— Все это так, но ведь ваша «Друида» была старое, покрытое ржавчиной судно, а моя «Кокетка» считается здесь одним из самых быстроходных крейсеров.
— Посмотрите, капитан, бригантина уклоняется влево, к земле. Она хочет скрыться в мелких водах; ей трудно выносить волнение.
— А я надеялся прогнать его от берегов. Вот если бы его удалось загнать в залив, он был бы в наших руках: все же он сидит в воде не настолько мелко, чтобы мог там ускользнуть от нас. Гоппер, скажите вахтенному офицеру, чтобы он повернул немного к северу.
— Какой громадный парус они распустили! И как он сильно тянет! Надо правду сказать: прекрасная и у них парусность!
— Мне кажется, мы догоняем его. Волны помогают нам, я начинаю яснее видеть его, когда он поднимается на волнах.
— Солнце освещает его. Впрочем, может-быть, вы правы, капитан: на марсе отчетливо виднеется фигура человека, Одно — два ядра окажут нам большую услугу.
Лудлов сделал вид, что не слышит. Однако, когда к этому предложению присоединился и первый лейтенант, он нехотя отдал приказание перевезти одно орудие к левому борту. Матросы с радостью повиновались. Тогда Лудлов спустился вниз и лично навел орудие.
— Вынь заклепку, — приказал он командору[29], - теперь лови момент, когда бригантина поднимается на волны… Держите спокойнее корабль, сударь!.. Пли!
Чему можно было приписать результат выстрела, быть-может, тайному желанию капитана охранить ту, присутствие которой на бригантине он подозревал, — неизвестно, только когда вылетела из орудия пламенная струя и облако дыма легло на волны, пятьдесят глаз напрасно искали в снастях бригантины следов посланного туда железного гостинца. Судно контрабандиста скользило с тою же легкостью и быстротою. Между тем Лудлов слыл за отличного стрелка.
Однако, на одном выстреле нельзя было остановиться. Было сделано еще несколько выстрелов, но попрежнему без успеха.
— Бесполезно стрелять больше на таком большом расстоянии и в такую бурную погоду! — сказал наконец Лудлов. — Прекратить огонь! Господа, осмотрите, исправно ли действуют паруса. Отвезите орудие на место.
— Оно уже заряжено, капитан! — почтительно возразил командор, сняв шляпу. — Было бы жаль не воспользоваться зарядом.
— Ну, стреляйте, но только в последний раз, — небрежно согласился капитан, как бы желая показать, что и этот выстрел будет иметь прежний результат. На этот раз орудие наводил старый, сурового вида матрос, опытный канонир.
— Цельтесь в мачту, — говорил он, — небось, мы обойдемся и без геометрических расчетов. — Ну, теперь пли!
Море помогло старому матросу: оно приподняло корабль как-раз в то самое мгновение, как приложили фитиль к затравке. Не будь этого, ядро упало бы, без сомнения, не долетев до цели. Теперь обломки дерева брызгами полетели с бригантины, и половина мачты, увлекая оба паруса, грохнулась на его палубу.
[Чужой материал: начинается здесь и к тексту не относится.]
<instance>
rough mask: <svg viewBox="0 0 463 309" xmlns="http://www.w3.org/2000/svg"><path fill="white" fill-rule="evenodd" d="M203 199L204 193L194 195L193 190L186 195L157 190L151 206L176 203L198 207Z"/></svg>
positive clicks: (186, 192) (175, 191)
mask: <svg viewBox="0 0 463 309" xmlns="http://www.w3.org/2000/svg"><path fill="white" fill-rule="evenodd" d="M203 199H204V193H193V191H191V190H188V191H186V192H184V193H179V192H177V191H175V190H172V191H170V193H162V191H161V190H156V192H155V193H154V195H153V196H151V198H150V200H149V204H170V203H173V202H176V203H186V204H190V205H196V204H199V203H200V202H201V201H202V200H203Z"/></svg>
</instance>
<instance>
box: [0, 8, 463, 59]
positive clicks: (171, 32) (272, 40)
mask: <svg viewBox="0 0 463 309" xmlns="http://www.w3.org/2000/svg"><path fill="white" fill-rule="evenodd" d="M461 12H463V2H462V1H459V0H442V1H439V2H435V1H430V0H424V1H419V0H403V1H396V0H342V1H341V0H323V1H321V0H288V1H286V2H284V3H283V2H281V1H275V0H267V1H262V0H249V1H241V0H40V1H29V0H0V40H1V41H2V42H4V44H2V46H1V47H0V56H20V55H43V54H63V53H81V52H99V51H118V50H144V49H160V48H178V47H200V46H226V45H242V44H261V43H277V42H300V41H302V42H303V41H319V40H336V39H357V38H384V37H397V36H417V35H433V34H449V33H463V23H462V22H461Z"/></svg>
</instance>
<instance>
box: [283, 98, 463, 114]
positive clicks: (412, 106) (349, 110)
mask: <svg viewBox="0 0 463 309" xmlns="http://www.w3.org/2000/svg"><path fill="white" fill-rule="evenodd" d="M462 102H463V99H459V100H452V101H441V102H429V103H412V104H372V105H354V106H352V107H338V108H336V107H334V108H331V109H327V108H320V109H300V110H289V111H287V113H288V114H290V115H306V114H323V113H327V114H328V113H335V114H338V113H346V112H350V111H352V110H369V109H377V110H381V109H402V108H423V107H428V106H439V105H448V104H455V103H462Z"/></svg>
— Не плавай другой раз с полными парусами, — наставительно промолвил старый моряк, радостно ударив ладонью по орудию. — «Волшебница» она или нет, все равно: две ее кофточки слетели; остальное мы попытаемся снять сейчас же, если позволит капитан.
— Капитан приказал отставить орудие на место! — заявил, подходя к ним, мичман. — Мошенник достаточно ловок, чтобы сохранить остальные паруса.
Положение бригантины было действительно таково, что не допускало ни малейшего промедления в принятии необходимых мер. Потеря двух важных парусов должна была отозваться на скорости судна, тем более, что расстояние между бригантиной и английским крейсером не превосходило теперь мили. И эти меры были приняты с тою находчивостью, которая появляется у моряков в минуту опасности.
Бригантина слегка изменила курс к югу, насколько прежде склонялась более к северу. Как ни незначительно было это отклонение, но оно притянуло ветер на противоположную сторону парусов и заставило повернуться тот громадный парус, который вызывал такое удивление Тризая. В то же мгновение лиселя, до сих пор бившиеся под ветром этого паруса, надулись до последней возможности и почти восстановили первоначальную скорость судна. На мачтах показались матросы, срывавшие лоскутья разорванных парусов и приводившие все в порядок. Ни одна эта подробность не ускользнула от наблюдательных взоров Тризая. В них читалось и удивление, и одобрение.